The government has lent NPS and the Pension Fund Regulatory and Development Authority a hand in that regard, offering incentives for lower-income earners to climb onto the retirement savings train.
The NPS Swavalamban program, launched in 2010, offered matching government contributions of 1,000 rupees for people in the unorganized sector of India's economy willing to save between 1,000 rupees and 12,000 rupees a year for retirement. That effort was superceded by the Atal Pension Yojana program, launched in 2015, which offers low-income cohorts who save as little as 43 rupees a month from the age of 18 a lifetime pension in retirement ranging from 1,000 rupees to 5,000 rupees a month. Under the APY program, the government will contribute either 50% of a subscriber's contribution or 1,000 rupees, whichever is lower.
NPS' latest monthly data for November 2018 show the APY program — sold through banks and other channels — adding subscribers at a healthy clip of roughly 450,000 a month over the past year and a half, and closer to 630,000 a month for the 90 days through Nov. 30. That, in turn, has lifted the combined ranks of Indians saving for retirement through those incentive programs to 16.5 million as of Oct. 31 — 69% of NPS' 24.1 million participants.
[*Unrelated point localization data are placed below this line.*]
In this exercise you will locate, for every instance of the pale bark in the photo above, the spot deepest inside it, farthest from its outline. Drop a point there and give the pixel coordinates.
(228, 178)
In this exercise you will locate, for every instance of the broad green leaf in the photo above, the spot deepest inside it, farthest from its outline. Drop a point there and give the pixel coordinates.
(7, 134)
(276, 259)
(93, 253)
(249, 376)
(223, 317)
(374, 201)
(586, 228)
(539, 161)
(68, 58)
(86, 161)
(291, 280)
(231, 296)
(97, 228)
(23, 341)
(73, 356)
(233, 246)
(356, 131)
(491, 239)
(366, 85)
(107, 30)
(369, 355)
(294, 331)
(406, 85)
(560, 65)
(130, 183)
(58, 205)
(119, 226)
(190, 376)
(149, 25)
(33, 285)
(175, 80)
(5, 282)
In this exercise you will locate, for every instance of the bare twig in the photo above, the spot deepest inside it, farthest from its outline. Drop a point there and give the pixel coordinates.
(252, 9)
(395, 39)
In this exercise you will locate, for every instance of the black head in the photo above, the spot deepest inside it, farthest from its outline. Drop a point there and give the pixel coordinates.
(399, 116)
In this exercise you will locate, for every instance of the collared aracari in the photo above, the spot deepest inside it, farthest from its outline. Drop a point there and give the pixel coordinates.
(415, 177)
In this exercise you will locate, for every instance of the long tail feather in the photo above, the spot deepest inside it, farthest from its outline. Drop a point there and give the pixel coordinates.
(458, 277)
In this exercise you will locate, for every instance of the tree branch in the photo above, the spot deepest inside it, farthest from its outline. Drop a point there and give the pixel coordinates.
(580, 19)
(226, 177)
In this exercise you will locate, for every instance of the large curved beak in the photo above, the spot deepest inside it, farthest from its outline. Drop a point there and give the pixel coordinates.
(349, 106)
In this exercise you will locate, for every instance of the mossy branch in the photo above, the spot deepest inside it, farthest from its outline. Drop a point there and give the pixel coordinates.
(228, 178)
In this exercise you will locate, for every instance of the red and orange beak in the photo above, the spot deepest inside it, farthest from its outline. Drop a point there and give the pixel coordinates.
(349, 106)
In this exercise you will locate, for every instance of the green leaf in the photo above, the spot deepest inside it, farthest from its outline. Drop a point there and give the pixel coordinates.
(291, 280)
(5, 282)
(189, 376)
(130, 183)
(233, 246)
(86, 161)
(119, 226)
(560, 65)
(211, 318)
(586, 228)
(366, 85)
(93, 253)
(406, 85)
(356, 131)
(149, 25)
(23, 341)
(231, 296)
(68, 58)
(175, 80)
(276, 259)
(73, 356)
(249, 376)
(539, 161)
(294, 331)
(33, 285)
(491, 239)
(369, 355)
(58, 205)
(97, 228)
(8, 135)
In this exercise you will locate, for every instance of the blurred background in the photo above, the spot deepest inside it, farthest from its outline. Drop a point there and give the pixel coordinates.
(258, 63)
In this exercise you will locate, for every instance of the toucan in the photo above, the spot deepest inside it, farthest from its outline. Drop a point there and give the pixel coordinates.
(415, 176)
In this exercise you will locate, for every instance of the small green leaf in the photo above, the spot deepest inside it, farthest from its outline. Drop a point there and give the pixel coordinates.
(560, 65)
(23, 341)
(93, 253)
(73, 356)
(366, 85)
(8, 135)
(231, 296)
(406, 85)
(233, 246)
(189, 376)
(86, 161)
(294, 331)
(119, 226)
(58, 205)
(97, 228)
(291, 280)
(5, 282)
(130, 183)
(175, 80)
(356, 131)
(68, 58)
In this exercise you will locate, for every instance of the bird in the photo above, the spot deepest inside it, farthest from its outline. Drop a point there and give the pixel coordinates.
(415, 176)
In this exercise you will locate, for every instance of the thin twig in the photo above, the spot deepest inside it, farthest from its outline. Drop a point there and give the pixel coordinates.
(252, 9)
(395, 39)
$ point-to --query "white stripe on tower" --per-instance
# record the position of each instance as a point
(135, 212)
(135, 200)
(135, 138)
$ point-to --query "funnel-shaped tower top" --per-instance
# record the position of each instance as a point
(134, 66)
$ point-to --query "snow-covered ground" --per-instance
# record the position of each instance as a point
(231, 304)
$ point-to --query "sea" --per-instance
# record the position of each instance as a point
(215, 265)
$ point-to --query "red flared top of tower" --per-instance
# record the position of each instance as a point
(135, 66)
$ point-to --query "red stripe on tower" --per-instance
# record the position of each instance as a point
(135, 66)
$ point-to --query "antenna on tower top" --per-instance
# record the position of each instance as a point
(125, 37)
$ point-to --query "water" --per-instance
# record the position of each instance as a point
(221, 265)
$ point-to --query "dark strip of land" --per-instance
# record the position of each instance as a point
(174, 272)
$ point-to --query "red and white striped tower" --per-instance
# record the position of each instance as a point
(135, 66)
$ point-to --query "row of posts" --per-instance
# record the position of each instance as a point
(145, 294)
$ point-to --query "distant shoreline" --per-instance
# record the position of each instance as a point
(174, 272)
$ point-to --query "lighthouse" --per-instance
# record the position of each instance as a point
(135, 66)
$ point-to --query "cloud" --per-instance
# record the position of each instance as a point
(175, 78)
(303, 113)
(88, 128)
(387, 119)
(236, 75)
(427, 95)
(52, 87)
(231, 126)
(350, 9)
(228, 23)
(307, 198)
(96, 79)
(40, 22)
Efforts to promote regular retirement savings have been aided by parallel campaigns — under the government formed in May 2014 by Narendra Modi — aimed at integrating the country's roughly 1.3 billion people into India's financial system.
The government's "massive campaign" to get people to open bank accounts — adding 340 million new ones over the past five to six years — has greatly enhanced the power of APY's bank-distributed platform, Mr. Contractor said.
That, in turn, has accelerated the growth in the number of low-income earners saving regularly for retirement. "We registered 100% growth last year … and this year (ended Dec. 31, 2018), on a much larger base, we'll probably reach growth of 50% to 60%," Mr. Contractor said.
PFRDA's near-term target is to expand the portion of India's population formally saving for retirement to 25% by March 2021 from about 15% now, he said.
The longer-term goal is to cover everybody, he said.